I lean over, pick up her cane, give it to her. She brushes herself off, all over, not knowing where she’s dirty, with the thoroughness of a blind person. Then she starts swinging her cane in arcs around her, close to the ground, like a radar scanner or somebody hunting for money at a beach with a metal detector.
I see what she’s looking for, a purse, more like a satchel, about two yards nearer the church. I go over and pick it up. I step inside the radar sweeps and touch her hand, push the leather straps of the satchel out so she can grab them.
‘Ah, sir. Sometimes it is difficult being blind. Thank you for your kindness. I am very sorry I bumped into you. Or should that be crashed? Anyway, I am sorry. You see, I have my little private paths where there is the least chance I will stumble into anything or anyone, and you were in the middle of one; I did not expect you, you fooled me.
‘You must work very quietly, monsieur, or I would have heard you. Of course, there is the noise of automobile traffic out there.’
She waves her cane at the boulevard Saint-Germain.
‘But I should have smelled you, at least, the wonderful smell of turpentine. I should have smelled that. Yes, I must be getting old, it is hard to realize.’
‘Perhaps the wind was blowing the wrong way.’
She leans back, smiles, looks me in the eye, that is, if a blind person can look someone in the eye.

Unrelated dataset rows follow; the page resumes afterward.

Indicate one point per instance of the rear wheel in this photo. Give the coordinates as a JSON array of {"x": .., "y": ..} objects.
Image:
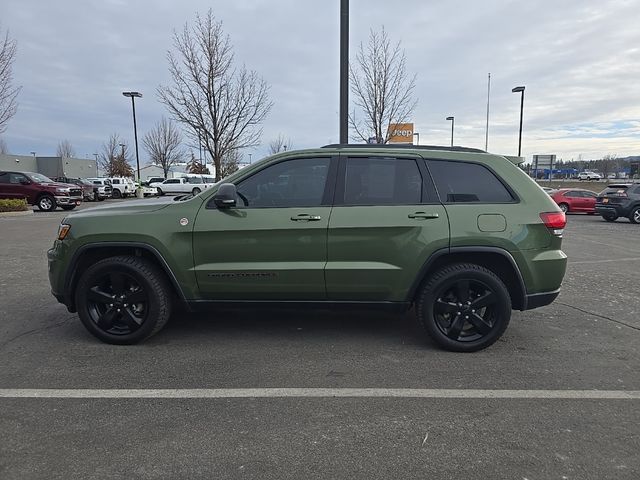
[
  {"x": 123, "y": 300},
  {"x": 46, "y": 203},
  {"x": 464, "y": 307}
]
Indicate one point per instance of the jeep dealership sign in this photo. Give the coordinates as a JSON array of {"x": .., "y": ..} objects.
[{"x": 401, "y": 133}]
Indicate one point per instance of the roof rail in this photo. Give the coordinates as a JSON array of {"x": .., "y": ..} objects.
[{"x": 407, "y": 146}]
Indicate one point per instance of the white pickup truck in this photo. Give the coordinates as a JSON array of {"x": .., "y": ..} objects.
[{"x": 193, "y": 185}]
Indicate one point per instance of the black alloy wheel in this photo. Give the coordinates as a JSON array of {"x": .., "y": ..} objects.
[
  {"x": 46, "y": 203},
  {"x": 123, "y": 300},
  {"x": 464, "y": 307}
]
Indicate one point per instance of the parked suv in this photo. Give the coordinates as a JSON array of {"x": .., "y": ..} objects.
[
  {"x": 463, "y": 235},
  {"x": 619, "y": 200},
  {"x": 122, "y": 187},
  {"x": 589, "y": 176},
  {"x": 39, "y": 190},
  {"x": 88, "y": 192},
  {"x": 102, "y": 187}
]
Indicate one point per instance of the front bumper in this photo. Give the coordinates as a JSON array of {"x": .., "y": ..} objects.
[{"x": 64, "y": 200}]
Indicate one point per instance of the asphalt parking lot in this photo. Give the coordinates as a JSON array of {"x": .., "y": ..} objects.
[{"x": 587, "y": 340}]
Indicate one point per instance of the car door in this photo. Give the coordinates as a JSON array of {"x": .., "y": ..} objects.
[
  {"x": 273, "y": 244},
  {"x": 385, "y": 223}
]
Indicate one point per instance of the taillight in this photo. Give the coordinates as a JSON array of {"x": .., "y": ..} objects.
[{"x": 554, "y": 221}]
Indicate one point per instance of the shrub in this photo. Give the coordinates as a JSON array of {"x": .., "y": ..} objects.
[{"x": 13, "y": 205}]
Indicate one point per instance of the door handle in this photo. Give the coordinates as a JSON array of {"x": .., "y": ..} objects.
[
  {"x": 305, "y": 217},
  {"x": 423, "y": 215}
]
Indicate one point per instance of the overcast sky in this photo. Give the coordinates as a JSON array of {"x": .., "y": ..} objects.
[{"x": 579, "y": 61}]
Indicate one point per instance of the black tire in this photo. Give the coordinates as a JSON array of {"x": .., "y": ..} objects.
[
  {"x": 46, "y": 203},
  {"x": 123, "y": 300},
  {"x": 445, "y": 307}
]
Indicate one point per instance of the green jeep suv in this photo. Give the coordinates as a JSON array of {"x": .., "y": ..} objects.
[{"x": 462, "y": 235}]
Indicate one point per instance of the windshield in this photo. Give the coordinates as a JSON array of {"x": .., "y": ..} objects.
[{"x": 40, "y": 178}]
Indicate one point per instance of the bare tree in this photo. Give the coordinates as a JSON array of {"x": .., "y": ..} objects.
[
  {"x": 221, "y": 104},
  {"x": 195, "y": 166},
  {"x": 162, "y": 143},
  {"x": 381, "y": 88},
  {"x": 114, "y": 158},
  {"x": 65, "y": 149},
  {"x": 8, "y": 92},
  {"x": 279, "y": 144}
]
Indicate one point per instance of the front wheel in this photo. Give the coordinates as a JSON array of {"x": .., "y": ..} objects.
[
  {"x": 464, "y": 307},
  {"x": 46, "y": 203},
  {"x": 123, "y": 300}
]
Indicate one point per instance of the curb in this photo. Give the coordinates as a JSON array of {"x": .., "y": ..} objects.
[{"x": 16, "y": 214}]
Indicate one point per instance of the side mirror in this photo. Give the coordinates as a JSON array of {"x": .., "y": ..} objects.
[{"x": 226, "y": 196}]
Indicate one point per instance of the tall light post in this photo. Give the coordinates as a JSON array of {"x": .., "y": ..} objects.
[
  {"x": 521, "y": 91},
  {"x": 133, "y": 96},
  {"x": 344, "y": 71},
  {"x": 452, "y": 122},
  {"x": 96, "y": 156}
]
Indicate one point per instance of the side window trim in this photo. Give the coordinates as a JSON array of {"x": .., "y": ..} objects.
[{"x": 514, "y": 196}]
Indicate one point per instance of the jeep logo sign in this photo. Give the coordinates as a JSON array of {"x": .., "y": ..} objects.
[{"x": 401, "y": 133}]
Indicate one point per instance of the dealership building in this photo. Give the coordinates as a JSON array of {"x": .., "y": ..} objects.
[{"x": 50, "y": 166}]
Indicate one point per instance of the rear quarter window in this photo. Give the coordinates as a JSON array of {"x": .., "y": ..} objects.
[{"x": 464, "y": 182}]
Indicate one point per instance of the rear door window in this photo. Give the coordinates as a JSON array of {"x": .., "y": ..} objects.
[
  {"x": 382, "y": 181},
  {"x": 465, "y": 182}
]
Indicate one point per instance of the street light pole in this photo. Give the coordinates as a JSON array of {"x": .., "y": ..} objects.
[
  {"x": 133, "y": 96},
  {"x": 452, "y": 122},
  {"x": 344, "y": 71},
  {"x": 521, "y": 90}
]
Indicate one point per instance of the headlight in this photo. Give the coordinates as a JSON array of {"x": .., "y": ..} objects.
[{"x": 63, "y": 229}]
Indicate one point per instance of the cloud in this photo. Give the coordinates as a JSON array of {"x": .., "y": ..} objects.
[{"x": 578, "y": 59}]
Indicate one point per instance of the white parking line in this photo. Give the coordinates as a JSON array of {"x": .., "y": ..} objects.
[{"x": 62, "y": 393}]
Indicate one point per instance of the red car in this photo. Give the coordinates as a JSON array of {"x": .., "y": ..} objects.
[{"x": 575, "y": 200}]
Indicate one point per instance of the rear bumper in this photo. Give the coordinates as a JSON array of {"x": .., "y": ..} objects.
[{"x": 536, "y": 300}]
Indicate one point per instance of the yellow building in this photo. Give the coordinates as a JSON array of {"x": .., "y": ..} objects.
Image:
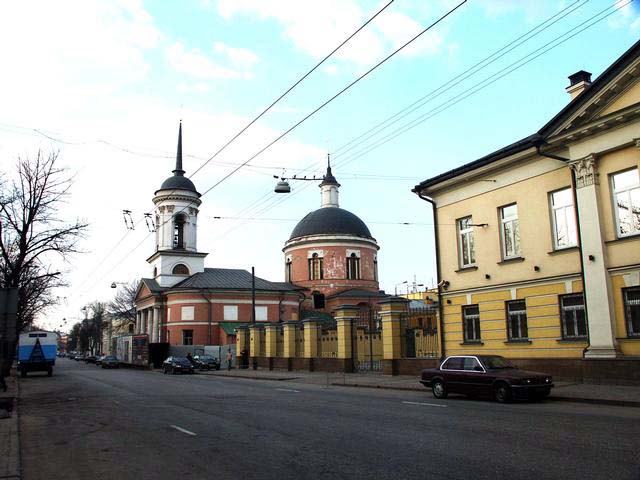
[{"x": 538, "y": 243}]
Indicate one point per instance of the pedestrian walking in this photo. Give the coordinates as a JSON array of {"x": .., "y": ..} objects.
[
  {"x": 3, "y": 384},
  {"x": 229, "y": 359}
]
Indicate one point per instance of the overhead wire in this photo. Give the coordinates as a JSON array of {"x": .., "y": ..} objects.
[{"x": 301, "y": 79}]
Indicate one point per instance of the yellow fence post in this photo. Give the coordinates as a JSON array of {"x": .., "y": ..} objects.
[
  {"x": 345, "y": 317},
  {"x": 255, "y": 340},
  {"x": 271, "y": 335},
  {"x": 391, "y": 310}
]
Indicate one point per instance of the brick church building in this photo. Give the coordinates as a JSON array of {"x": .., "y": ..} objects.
[{"x": 330, "y": 259}]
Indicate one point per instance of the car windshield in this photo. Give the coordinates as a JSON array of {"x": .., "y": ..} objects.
[{"x": 495, "y": 363}]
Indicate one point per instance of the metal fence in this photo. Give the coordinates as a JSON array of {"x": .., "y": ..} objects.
[{"x": 419, "y": 330}]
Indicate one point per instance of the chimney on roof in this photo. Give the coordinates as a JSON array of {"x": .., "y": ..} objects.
[{"x": 579, "y": 83}]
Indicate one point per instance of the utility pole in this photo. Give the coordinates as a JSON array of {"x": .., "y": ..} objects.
[{"x": 253, "y": 295}]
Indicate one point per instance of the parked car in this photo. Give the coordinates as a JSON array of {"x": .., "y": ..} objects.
[
  {"x": 485, "y": 375},
  {"x": 110, "y": 361},
  {"x": 177, "y": 364},
  {"x": 206, "y": 362}
]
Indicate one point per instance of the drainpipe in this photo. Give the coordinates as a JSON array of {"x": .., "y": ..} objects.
[
  {"x": 578, "y": 231},
  {"x": 438, "y": 272}
]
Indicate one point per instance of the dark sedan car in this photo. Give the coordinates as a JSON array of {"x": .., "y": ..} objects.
[
  {"x": 485, "y": 375},
  {"x": 110, "y": 361},
  {"x": 177, "y": 365},
  {"x": 206, "y": 362}
]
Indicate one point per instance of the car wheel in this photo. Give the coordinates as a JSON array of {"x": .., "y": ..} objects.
[
  {"x": 502, "y": 393},
  {"x": 439, "y": 389}
]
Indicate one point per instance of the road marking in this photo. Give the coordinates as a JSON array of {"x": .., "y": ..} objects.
[
  {"x": 183, "y": 430},
  {"x": 426, "y": 404}
]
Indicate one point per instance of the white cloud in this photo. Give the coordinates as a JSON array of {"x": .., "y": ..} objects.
[
  {"x": 316, "y": 29},
  {"x": 241, "y": 57},
  {"x": 196, "y": 64}
]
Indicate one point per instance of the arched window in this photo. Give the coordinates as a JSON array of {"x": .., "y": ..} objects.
[
  {"x": 180, "y": 269},
  {"x": 178, "y": 231},
  {"x": 353, "y": 267},
  {"x": 318, "y": 300},
  {"x": 315, "y": 267},
  {"x": 375, "y": 268},
  {"x": 287, "y": 271}
]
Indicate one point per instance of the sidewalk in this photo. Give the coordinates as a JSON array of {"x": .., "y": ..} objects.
[
  {"x": 9, "y": 431},
  {"x": 564, "y": 391}
]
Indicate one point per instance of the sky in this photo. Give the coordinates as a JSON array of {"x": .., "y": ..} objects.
[{"x": 105, "y": 84}]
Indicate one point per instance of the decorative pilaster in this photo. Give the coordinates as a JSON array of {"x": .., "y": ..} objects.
[
  {"x": 311, "y": 336},
  {"x": 345, "y": 316},
  {"x": 597, "y": 281},
  {"x": 154, "y": 329},
  {"x": 255, "y": 340},
  {"x": 391, "y": 311},
  {"x": 270, "y": 338},
  {"x": 585, "y": 170},
  {"x": 289, "y": 340}
]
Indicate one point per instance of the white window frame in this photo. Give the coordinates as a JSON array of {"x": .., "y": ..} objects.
[
  {"x": 614, "y": 194},
  {"x": 568, "y": 212},
  {"x": 262, "y": 313},
  {"x": 187, "y": 313},
  {"x": 462, "y": 235},
  {"x": 230, "y": 313},
  {"x": 503, "y": 222}
]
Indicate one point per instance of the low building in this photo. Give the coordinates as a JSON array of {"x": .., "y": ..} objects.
[{"x": 538, "y": 243}]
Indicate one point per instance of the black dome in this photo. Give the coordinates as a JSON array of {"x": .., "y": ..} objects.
[
  {"x": 331, "y": 220},
  {"x": 178, "y": 182}
]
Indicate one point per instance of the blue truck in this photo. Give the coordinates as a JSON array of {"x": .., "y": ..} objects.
[{"x": 37, "y": 352}]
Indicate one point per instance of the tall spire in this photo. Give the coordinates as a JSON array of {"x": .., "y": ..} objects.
[
  {"x": 329, "y": 179},
  {"x": 178, "y": 170}
]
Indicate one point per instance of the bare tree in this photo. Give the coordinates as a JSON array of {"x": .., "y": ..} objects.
[
  {"x": 32, "y": 235},
  {"x": 122, "y": 307}
]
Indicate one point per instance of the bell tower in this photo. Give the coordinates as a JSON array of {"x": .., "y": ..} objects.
[{"x": 177, "y": 201}]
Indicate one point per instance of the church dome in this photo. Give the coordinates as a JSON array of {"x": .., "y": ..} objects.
[
  {"x": 336, "y": 221},
  {"x": 178, "y": 182}
]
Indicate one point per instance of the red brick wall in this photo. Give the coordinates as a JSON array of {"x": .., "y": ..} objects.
[{"x": 334, "y": 269}]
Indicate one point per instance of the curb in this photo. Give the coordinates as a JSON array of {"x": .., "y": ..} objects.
[{"x": 13, "y": 466}]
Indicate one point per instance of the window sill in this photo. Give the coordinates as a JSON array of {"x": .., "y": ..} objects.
[
  {"x": 635, "y": 236},
  {"x": 511, "y": 260},
  {"x": 563, "y": 250},
  {"x": 471, "y": 268}
]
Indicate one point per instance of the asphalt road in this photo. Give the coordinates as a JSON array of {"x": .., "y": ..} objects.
[{"x": 90, "y": 423}]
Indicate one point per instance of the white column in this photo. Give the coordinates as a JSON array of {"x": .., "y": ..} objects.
[
  {"x": 154, "y": 329},
  {"x": 598, "y": 291}
]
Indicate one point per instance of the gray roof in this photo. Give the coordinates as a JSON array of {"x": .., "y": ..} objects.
[
  {"x": 230, "y": 279},
  {"x": 331, "y": 220},
  {"x": 356, "y": 292},
  {"x": 152, "y": 285}
]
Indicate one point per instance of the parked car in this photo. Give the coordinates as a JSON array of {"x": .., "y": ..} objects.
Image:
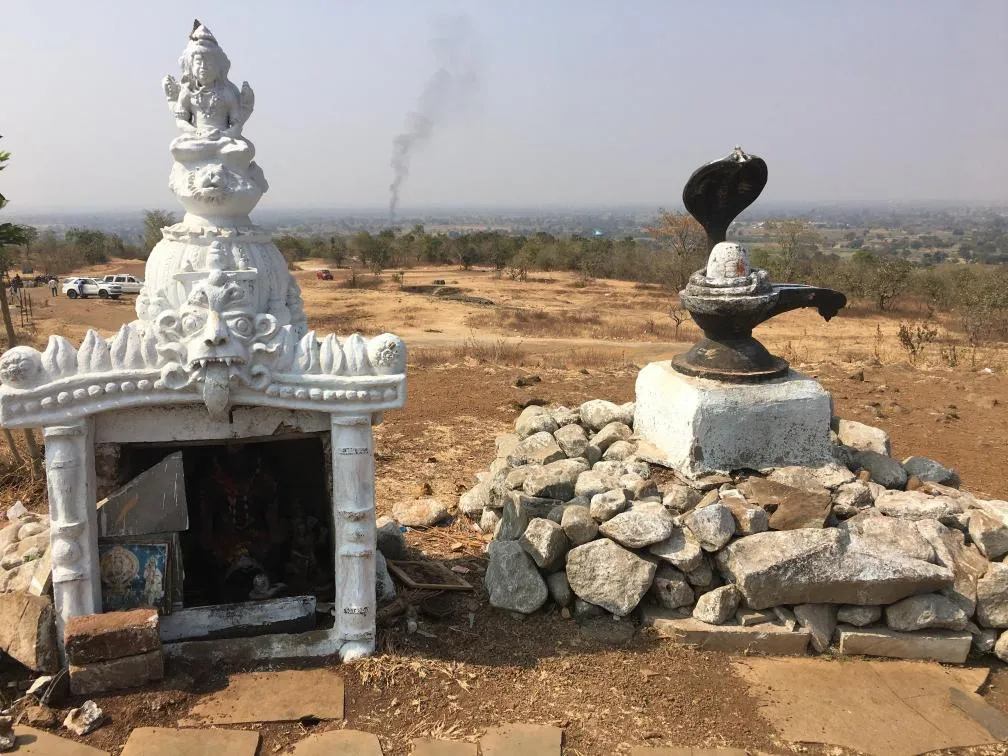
[
  {"x": 130, "y": 284},
  {"x": 85, "y": 287}
]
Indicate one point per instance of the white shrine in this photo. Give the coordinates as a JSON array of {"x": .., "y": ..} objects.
[{"x": 220, "y": 352}]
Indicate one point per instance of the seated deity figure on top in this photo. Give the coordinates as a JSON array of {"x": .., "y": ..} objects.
[{"x": 213, "y": 159}]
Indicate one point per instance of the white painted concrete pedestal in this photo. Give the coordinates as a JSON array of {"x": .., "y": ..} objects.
[{"x": 698, "y": 426}]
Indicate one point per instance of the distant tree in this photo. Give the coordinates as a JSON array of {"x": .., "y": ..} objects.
[
  {"x": 890, "y": 278},
  {"x": 338, "y": 251},
  {"x": 293, "y": 248},
  {"x": 681, "y": 235},
  {"x": 153, "y": 222},
  {"x": 14, "y": 235},
  {"x": 90, "y": 243},
  {"x": 796, "y": 244}
]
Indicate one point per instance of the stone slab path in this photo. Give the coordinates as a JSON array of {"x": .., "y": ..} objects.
[
  {"x": 891, "y": 708},
  {"x": 271, "y": 697},
  {"x": 342, "y": 742},
  {"x": 444, "y": 748},
  {"x": 528, "y": 740},
  {"x": 165, "y": 741},
  {"x": 31, "y": 742}
]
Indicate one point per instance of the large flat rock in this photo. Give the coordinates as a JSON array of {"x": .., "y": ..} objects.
[
  {"x": 339, "y": 743},
  {"x": 947, "y": 646},
  {"x": 811, "y": 565},
  {"x": 890, "y": 708},
  {"x": 166, "y": 741},
  {"x": 445, "y": 747},
  {"x": 524, "y": 739},
  {"x": 771, "y": 640}
]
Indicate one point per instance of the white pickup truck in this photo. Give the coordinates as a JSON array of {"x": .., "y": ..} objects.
[
  {"x": 85, "y": 287},
  {"x": 129, "y": 284}
]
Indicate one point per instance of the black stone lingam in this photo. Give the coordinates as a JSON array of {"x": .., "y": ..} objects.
[{"x": 729, "y": 297}]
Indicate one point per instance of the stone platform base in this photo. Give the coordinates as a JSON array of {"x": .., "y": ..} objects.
[{"x": 699, "y": 426}]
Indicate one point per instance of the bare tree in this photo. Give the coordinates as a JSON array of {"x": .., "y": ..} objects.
[
  {"x": 796, "y": 243},
  {"x": 12, "y": 234},
  {"x": 681, "y": 235}
]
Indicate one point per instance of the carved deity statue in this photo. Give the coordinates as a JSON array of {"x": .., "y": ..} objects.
[{"x": 214, "y": 170}]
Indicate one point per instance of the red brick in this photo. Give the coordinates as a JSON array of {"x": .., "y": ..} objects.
[
  {"x": 128, "y": 671},
  {"x": 113, "y": 635}
]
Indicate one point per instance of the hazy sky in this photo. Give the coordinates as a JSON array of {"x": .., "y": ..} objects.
[{"x": 575, "y": 102}]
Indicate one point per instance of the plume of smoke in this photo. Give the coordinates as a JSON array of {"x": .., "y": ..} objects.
[{"x": 447, "y": 90}]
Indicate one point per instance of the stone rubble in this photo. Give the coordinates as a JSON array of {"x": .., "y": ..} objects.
[
  {"x": 842, "y": 552},
  {"x": 85, "y": 719}
]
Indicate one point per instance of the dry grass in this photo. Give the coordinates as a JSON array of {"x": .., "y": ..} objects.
[
  {"x": 18, "y": 481},
  {"x": 628, "y": 326},
  {"x": 499, "y": 352}
]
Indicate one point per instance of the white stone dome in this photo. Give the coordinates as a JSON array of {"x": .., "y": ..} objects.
[{"x": 728, "y": 261}]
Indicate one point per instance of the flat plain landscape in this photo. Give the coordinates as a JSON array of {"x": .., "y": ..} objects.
[{"x": 478, "y": 666}]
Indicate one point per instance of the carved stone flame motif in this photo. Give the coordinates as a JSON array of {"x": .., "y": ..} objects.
[
  {"x": 220, "y": 312},
  {"x": 220, "y": 325}
]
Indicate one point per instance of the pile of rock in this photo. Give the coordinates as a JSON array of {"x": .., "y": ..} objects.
[
  {"x": 865, "y": 541},
  {"x": 113, "y": 651},
  {"x": 24, "y": 552},
  {"x": 27, "y": 620}
]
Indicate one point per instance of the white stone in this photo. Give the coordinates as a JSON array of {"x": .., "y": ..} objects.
[
  {"x": 864, "y": 437},
  {"x": 221, "y": 329},
  {"x": 698, "y": 426}
]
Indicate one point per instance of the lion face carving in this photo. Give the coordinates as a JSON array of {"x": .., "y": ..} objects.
[
  {"x": 214, "y": 187},
  {"x": 216, "y": 327}
]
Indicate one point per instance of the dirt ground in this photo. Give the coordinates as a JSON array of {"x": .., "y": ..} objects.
[{"x": 479, "y": 667}]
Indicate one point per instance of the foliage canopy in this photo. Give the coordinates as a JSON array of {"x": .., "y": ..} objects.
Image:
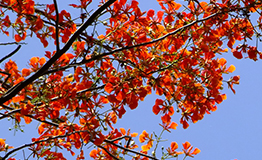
[{"x": 171, "y": 52}]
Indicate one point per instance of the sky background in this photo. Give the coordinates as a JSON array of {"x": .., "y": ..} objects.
[{"x": 231, "y": 132}]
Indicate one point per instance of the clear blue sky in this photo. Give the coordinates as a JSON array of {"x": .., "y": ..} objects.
[{"x": 233, "y": 131}]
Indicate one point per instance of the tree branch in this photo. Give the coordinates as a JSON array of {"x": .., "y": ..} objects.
[
  {"x": 10, "y": 54},
  {"x": 36, "y": 142},
  {"x": 56, "y": 26},
  {"x": 15, "y": 89},
  {"x": 129, "y": 150}
]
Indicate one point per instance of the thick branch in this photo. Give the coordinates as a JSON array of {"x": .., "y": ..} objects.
[
  {"x": 17, "y": 88},
  {"x": 96, "y": 57},
  {"x": 36, "y": 142}
]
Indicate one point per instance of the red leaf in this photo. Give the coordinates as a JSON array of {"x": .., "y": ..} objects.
[{"x": 109, "y": 88}]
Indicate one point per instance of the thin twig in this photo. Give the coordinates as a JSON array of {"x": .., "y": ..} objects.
[
  {"x": 11, "y": 43},
  {"x": 17, "y": 88},
  {"x": 40, "y": 141},
  {"x": 56, "y": 26},
  {"x": 99, "y": 56},
  {"x": 129, "y": 150},
  {"x": 10, "y": 54}
]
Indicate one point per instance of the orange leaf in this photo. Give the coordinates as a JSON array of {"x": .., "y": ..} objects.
[
  {"x": 174, "y": 146},
  {"x": 26, "y": 72},
  {"x": 17, "y": 38},
  {"x": 42, "y": 61},
  {"x": 196, "y": 151},
  {"x": 109, "y": 88},
  {"x": 173, "y": 125},
  {"x": 166, "y": 118},
  {"x": 231, "y": 69},
  {"x": 134, "y": 134},
  {"x": 41, "y": 128},
  {"x": 186, "y": 145},
  {"x": 27, "y": 120},
  {"x": 222, "y": 61},
  {"x": 123, "y": 131},
  {"x": 143, "y": 136},
  {"x": 156, "y": 109},
  {"x": 93, "y": 153}
]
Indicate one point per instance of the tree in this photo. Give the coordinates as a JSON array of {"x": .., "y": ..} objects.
[{"x": 171, "y": 52}]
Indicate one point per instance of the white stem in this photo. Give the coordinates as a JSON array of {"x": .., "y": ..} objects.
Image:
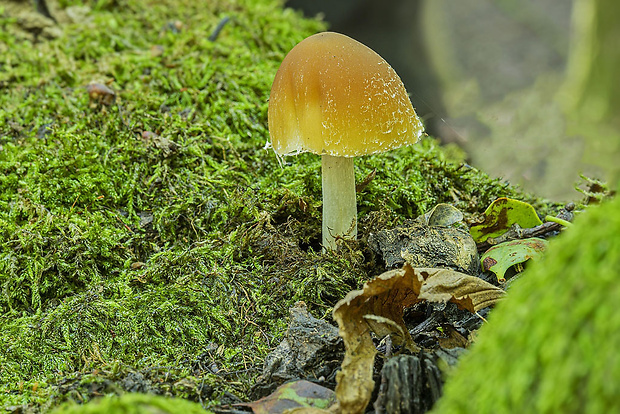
[{"x": 339, "y": 206}]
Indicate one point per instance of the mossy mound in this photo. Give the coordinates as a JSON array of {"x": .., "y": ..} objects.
[
  {"x": 155, "y": 235},
  {"x": 133, "y": 404},
  {"x": 552, "y": 346}
]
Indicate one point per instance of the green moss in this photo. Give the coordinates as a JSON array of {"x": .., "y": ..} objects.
[
  {"x": 133, "y": 404},
  {"x": 552, "y": 346},
  {"x": 121, "y": 249}
]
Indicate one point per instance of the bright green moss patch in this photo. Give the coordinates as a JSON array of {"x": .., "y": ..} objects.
[
  {"x": 157, "y": 236},
  {"x": 552, "y": 345}
]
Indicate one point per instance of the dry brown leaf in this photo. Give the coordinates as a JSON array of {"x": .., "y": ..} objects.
[
  {"x": 468, "y": 292},
  {"x": 379, "y": 307}
]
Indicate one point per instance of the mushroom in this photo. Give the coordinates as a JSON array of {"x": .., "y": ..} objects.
[{"x": 335, "y": 97}]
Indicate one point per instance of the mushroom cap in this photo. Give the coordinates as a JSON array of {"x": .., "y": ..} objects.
[{"x": 333, "y": 95}]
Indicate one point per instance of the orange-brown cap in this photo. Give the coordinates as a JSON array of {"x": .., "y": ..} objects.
[{"x": 333, "y": 95}]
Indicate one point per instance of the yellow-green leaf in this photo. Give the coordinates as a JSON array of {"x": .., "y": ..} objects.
[
  {"x": 498, "y": 259},
  {"x": 503, "y": 214}
]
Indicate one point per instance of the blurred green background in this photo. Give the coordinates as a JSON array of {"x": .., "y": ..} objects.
[{"x": 527, "y": 87}]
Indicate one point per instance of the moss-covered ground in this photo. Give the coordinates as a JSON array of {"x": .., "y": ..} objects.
[{"x": 154, "y": 244}]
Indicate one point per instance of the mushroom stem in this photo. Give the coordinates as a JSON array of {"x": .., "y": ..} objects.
[{"x": 339, "y": 206}]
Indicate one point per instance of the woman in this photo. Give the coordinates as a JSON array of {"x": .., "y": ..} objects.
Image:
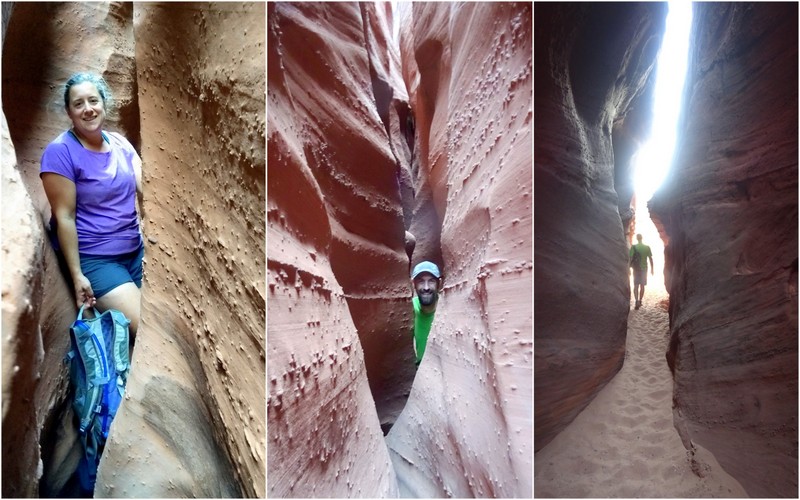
[{"x": 92, "y": 179}]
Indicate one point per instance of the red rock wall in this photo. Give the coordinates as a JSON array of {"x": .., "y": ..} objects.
[
  {"x": 730, "y": 213},
  {"x": 466, "y": 429},
  {"x": 592, "y": 62},
  {"x": 193, "y": 423},
  {"x": 43, "y": 44},
  {"x": 338, "y": 286}
]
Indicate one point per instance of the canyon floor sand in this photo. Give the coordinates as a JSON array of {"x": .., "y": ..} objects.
[{"x": 624, "y": 443}]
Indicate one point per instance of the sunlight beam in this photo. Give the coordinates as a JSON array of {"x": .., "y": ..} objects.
[{"x": 651, "y": 163}]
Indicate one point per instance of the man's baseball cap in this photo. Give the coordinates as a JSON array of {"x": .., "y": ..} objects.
[{"x": 426, "y": 267}]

‘Ah, an American, an American painter, with a sense of humor. This is very interesting. It is something I did not expect, a pleasant surprise. There do not seem to be very many pleasant surprises left in this life.’
I notice then she isn’t completely in red, not anymore, anyway. She is wearing a red pillbox hat, the kind Jackie Kennedy was wearing in Dallas, only red, not pink; a bright Santa Claus-red skirt, sweater, and coat. But now the coat is well dabbed with several colors from my palette. It must have brushed against her in the cataclysm, bump, crash, or collision; whatever it was.
‘Excuse me, madame, but there is paint on your coat. If you would stand still I can take it off now with my turpentine. If I don’t, and it dries, it will stay there.’
‘Is it a good design, the paint on my coat? If so, I should like it to remain. It would be lovely having a hand-painted coat, painted by an American artist here in Paris, n’est-ce pas? Even though I could not see it, would it not be exciting?’
‘I’m afraid, madame, it is only a smear of burnt sienna, yellow ocher, alizarine crimson, and a touch of ultramarine. Even in the Salon de Mai it would not be considered much of a composition.’
I’m not usually so flip, so verbal. Perhaps it’s because I don’t get to speak much English these days and I’m enjoying the freedom of my own language, but I think it’s the nature of this woman, the situation. I want to continue our wordplay, our game, practically a flirtation.
Or maybe it’s because I sense she’s lonely, too, wants to talk with someone, practice her English.
‘Then perhaps, monsieur, it would be best if I take off the coat so you can obliterate, transform, or remove your work of spontaneous art. At least, then I shall have the smell of turpentine following me around for a day or two, a souvenir of our meeting. I think I should like that.